Amman, MINA – Hilmi Al-Bilbisi mantan pemimpin gerakan Fatah menggambarkan penandatanganan perjanjian Oslo lebih berbahaya daripada Deklarasi Balfour terhadap nasib rakyat Palestina.
“Masyarakat kita saat ini lebih sadar akan dampak Perjanjian Oslo yang hanya menambah nasib buruk Palestina,” ujarnya, menyikapi Perjanjian Oslo, yang ditandatangani di Washington pada tanggal 13 September 1993. Seperti dilaporkan Quds Press, Rabu (13/9).
Al-Bilbisi menilai penandatanganan perjanjian tersebut merupakan “sebuah penyerahan pemegang hak sah yang tertindas kepada agresor”.
Dia menambahkan, nasib saat ini rakyat Palestina yang resisten di Jalur Gaza, atau kamp Jenin, Nablus, 48 wilayah, dan desa-desa dan kota-kota kamp Palestina di dalam dan di luar negeri adalah dampak dari Perjanjian Oslo.”

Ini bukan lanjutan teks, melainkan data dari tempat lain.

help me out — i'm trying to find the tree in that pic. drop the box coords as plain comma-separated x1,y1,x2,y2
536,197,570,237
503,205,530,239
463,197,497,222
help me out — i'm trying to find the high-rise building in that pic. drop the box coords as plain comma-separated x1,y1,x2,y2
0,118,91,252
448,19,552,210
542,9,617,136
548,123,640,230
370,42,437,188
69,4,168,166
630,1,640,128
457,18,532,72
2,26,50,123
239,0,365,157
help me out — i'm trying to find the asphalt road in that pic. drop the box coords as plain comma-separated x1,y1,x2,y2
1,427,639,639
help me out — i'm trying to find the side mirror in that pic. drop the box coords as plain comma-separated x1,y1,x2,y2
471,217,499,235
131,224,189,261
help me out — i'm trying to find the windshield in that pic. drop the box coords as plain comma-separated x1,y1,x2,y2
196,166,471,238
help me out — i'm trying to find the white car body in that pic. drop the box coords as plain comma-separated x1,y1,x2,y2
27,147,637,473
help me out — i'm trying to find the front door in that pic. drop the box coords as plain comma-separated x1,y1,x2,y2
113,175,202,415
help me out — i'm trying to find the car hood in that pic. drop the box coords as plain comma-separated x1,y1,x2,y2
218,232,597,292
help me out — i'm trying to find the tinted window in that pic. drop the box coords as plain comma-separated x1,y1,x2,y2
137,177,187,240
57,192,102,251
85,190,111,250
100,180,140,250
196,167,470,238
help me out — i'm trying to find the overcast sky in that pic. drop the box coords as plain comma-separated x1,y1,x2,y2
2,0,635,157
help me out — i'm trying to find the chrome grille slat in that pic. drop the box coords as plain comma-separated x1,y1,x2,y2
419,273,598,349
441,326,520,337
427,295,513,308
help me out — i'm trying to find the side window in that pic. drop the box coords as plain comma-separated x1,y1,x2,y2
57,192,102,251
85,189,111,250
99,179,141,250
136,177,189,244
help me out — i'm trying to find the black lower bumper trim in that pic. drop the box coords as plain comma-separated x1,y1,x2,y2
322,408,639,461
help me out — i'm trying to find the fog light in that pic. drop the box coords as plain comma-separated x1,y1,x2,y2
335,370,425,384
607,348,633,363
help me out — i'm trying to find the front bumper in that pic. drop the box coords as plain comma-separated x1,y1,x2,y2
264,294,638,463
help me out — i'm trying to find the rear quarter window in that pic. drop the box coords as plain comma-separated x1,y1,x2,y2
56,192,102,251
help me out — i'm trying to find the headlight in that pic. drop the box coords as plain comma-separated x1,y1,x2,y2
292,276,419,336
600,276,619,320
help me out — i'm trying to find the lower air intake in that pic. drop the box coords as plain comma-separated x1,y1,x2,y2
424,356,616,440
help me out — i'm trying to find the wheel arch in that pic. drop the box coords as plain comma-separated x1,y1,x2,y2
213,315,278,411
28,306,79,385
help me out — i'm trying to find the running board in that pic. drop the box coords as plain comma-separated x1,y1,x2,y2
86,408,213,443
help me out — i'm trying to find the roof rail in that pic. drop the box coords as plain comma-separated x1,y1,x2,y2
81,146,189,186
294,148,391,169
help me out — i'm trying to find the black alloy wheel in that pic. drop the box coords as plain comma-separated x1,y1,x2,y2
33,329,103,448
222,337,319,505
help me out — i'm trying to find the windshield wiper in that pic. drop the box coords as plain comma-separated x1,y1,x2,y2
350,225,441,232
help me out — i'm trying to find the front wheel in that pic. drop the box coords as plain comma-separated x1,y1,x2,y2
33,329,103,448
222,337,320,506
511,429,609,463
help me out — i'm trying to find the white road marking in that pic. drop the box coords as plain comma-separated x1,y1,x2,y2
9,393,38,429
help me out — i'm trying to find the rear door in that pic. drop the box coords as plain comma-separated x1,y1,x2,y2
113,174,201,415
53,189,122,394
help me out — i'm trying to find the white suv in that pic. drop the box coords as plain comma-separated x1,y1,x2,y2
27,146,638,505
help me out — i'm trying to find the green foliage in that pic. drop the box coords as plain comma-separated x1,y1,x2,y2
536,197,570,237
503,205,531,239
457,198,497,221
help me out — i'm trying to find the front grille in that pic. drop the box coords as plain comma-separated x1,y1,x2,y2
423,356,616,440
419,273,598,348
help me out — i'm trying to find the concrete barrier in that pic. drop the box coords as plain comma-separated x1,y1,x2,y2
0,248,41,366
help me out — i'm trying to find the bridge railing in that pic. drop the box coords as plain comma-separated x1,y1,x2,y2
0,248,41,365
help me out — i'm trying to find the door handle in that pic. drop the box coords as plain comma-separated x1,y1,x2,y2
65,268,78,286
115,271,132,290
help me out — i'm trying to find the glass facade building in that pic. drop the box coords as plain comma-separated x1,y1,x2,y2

Baca Juga: Sudah 66 Hari Israel Blokir Bantuan Kemanusiaan ke Gaza Utara
Perjanjian Oslo, yang ditandatangani di Washington pada tanggal 13 September 1993, dianggap sebagai perjanjian resmi langsung pertama antara negara pendudukan Israel, yang diwakili oleh Menteri Luar Negeri Shimon Peres, dan Organisasi Pembebasan Palestina (PLO), yang diwakili oleh Sekretaris Komite Eksekutif, Yaser Arafat.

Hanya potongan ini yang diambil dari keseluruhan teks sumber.